Devices that contain long-acting bronchodilators are used in combination with corticosteroids. Corticosteroids have many side effects, but due to being inhaled, they act directly on the bronchi, thus requiring lower doses to achieve the desired effect and, consequently, resulting in less side effects.
Preventive medications must be used daily and correctly, to prevent the onset of attacks.
This type of medication is used to quickly treat an asthmatic attack.
Inhalers containing short-acting bronchodilators are used, with the most well-known being salbutamol. These drugs take about 5 minutes to take effect and their action can last for 4 hours.
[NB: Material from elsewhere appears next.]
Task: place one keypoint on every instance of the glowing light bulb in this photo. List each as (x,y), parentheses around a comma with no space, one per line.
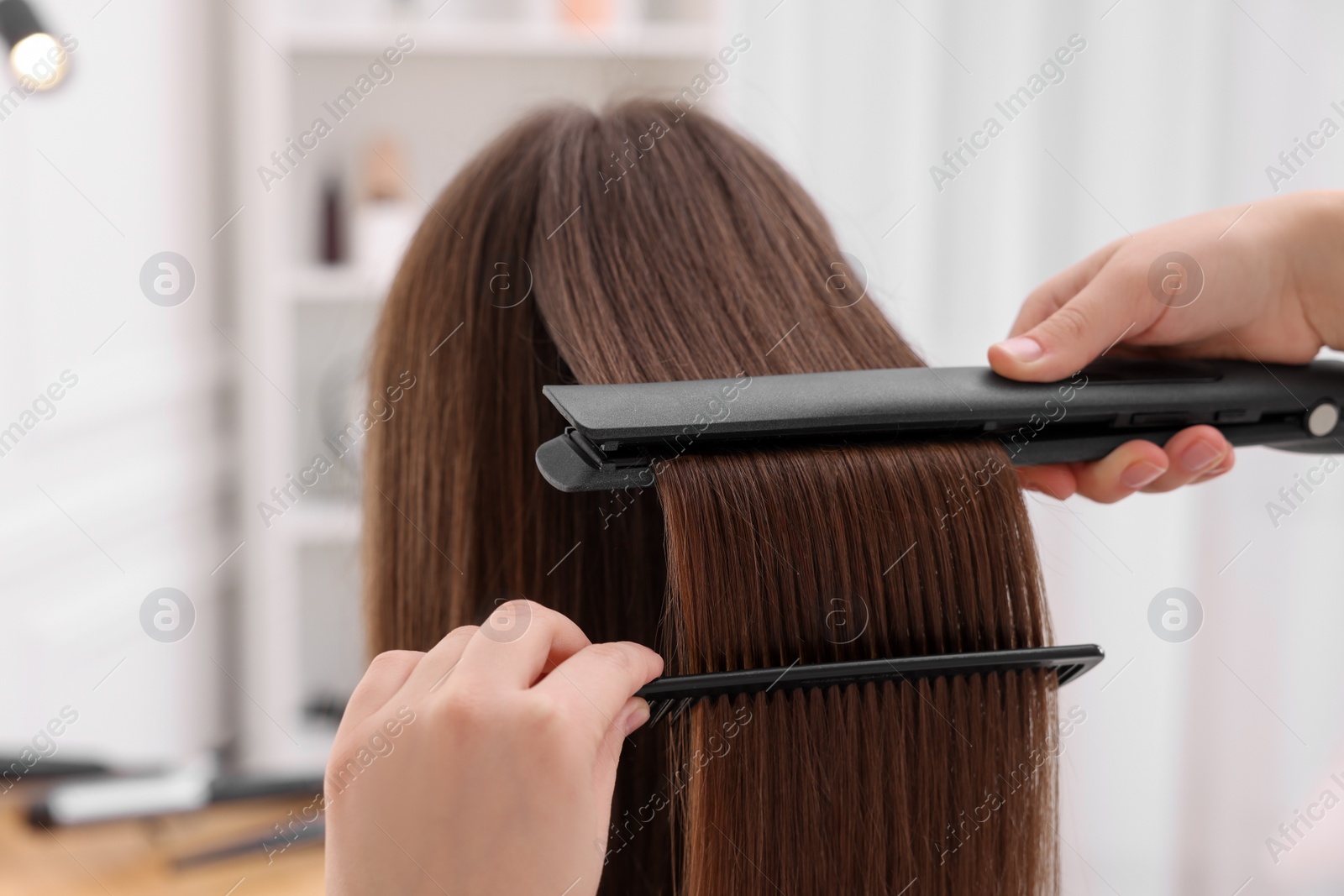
(39,60)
The recurrent use of this type of SOS medication is a sign that asthma is not controlled and needs intervention, which can include therapy or inhalation technique readjustments.
The correct use of inhalation devices is especially important for therapeutic success. Whenever you have any doubts about their use, talk to a health professional and ask him/her to show you the correct technique.
There are some symptoms that suggest asthma may not be controlled:
Shortness of breath
Cough (especially at night)
Wheezing (whistling noise)
Tips to control your asthma
Follow the therapeutic plan strictly
Identify errors in the use of inhalation devices
Eliminate the sources that can trigger an asthma attack
Always carry an SOS inhaler with you
Practise physical exercise, but be careful to avoid triggering an attack
Prevent viral infections
Asthma and COVID-19
Asthma patients are considered a risk group for COVID-19 infection, since the virus attacks the respiratory tract and can trigger an asthma attack. The fact of being asthmatic does not in itself constitute a risk of contracting the disease. However, the asthma patient must have extra care not to unbalance his/her disease which until that moment was under control. It is therefore essential to follow all the rules regarding social isolation and hygienic etiquette recommended by the Portuguese Directorate General of Health.